HBO’s Lovecraft Country is a strange and unexpected television experience, rife with arcane allusions, uncanny twists, and a wonderfully anachronistic soundtrack. I’ve never been much of a supernatural horror fan but I am as engrossed by the series as I am occasionally bewildered by it. Most of my confusion derives from the shifting, oneiric “logic” that guides the show, but it’s also rich in allusive historical detail drawn from the Black American experience.
So I was happy to discover this actual episode-by-episode “unofficial” syllabus created by the Langston League which seeks to “highlight the Black history and Black innovation(s) mentioned in and connected to #lovecraftcountry. We uplift the labor of Black authors, Black musicians, Black filmmakers, Black podcasters, Black artisans, Black leaders, and all the Black people creating mirrors.”

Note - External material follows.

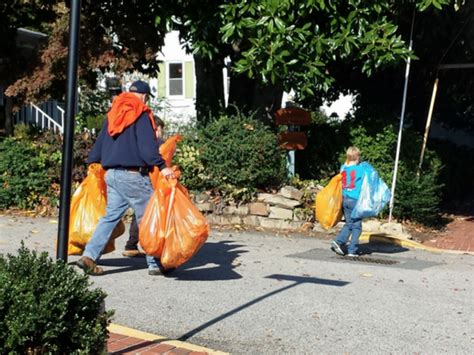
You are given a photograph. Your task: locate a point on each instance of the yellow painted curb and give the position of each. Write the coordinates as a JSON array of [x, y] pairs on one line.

More specifically, these syllabi unpack and provide context for Lovecraft Country’s many historical allusions and references, and recommend multiple sources—podcasts, books, documentaries—to help interested viewers expand their knowledge of Black history (the better, one hopes, to understand how that history is at work in the present day). For example, episode one—“Sundown”—presents a harrowing scenario around the old Jim Crow designation of the “sundown town,” an arbitrary, quasi-legal curfew in any given jurisdiction used to justify horrendous and racist acts of murder and cruelty all over the country (not just the South). As the syllabus for episode one elaborates:
This episode reintroduces us to “Old Jim Crow” across region and state lines. We are shown sundown towns: all-white and segregated municipalities or neighborhoods in the U.S. that practiced racial segregation by excluding Black people via intimidation and violence, especially after the sun set. During one of the first few moments of the episode, Atticus gives the finger to a “Leaving Kentucky” sign, right after a bridge named after “another dead slave owner.”

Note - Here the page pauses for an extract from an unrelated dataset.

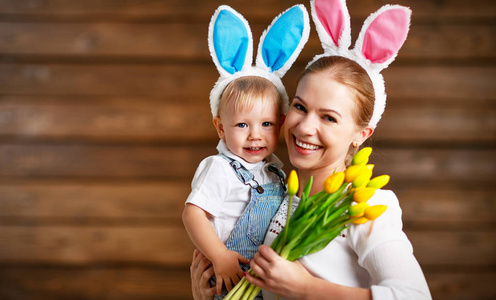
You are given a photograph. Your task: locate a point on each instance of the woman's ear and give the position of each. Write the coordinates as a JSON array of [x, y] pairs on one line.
[[282, 118], [220, 128], [363, 135]]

A bridge like the Edmund Pettus Bridge that civil rights activists walked across on Bloody Sunday, named for an enslaver and Confederate soldier. A bridge like the Roebling Bridge that connected Kentucky and Ohio—only built on the promise that Kentucky would be reimbursed for every enslaved person who used the bridge to escape to freedom.

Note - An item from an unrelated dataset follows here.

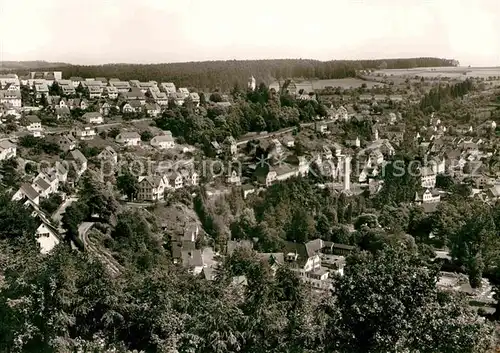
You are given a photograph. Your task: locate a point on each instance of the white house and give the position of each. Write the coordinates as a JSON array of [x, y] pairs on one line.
[[43, 188], [234, 178], [168, 87], [7, 150], [163, 141], [11, 97], [153, 110], [129, 138], [111, 92], [33, 123], [429, 196], [85, 133], [27, 191], [108, 154], [93, 118], [151, 188], [80, 162], [428, 177], [184, 91]]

The episode one syllabus also recommends mid-century travel guides for Black Americans (The Green Book and Hackley and Harrison’s Hotel and Apartment Guide for Colored Travelers), Joyce Hansen’s Breaking Ground, Breaking Silence: The Story of New York’s African Burial Ground, an episode of NPR’s Codeswitch all about Chicago’s “Red Summer,” Maryes Condé’s I, Tituba, Black Witch of Salem, and a whole lot more.
And while I understand for many TV is the best possible chance to escape the world’s mundane and ever-present horrors, might I suggest there’s nothing so escapist as a good research rabbit-hole?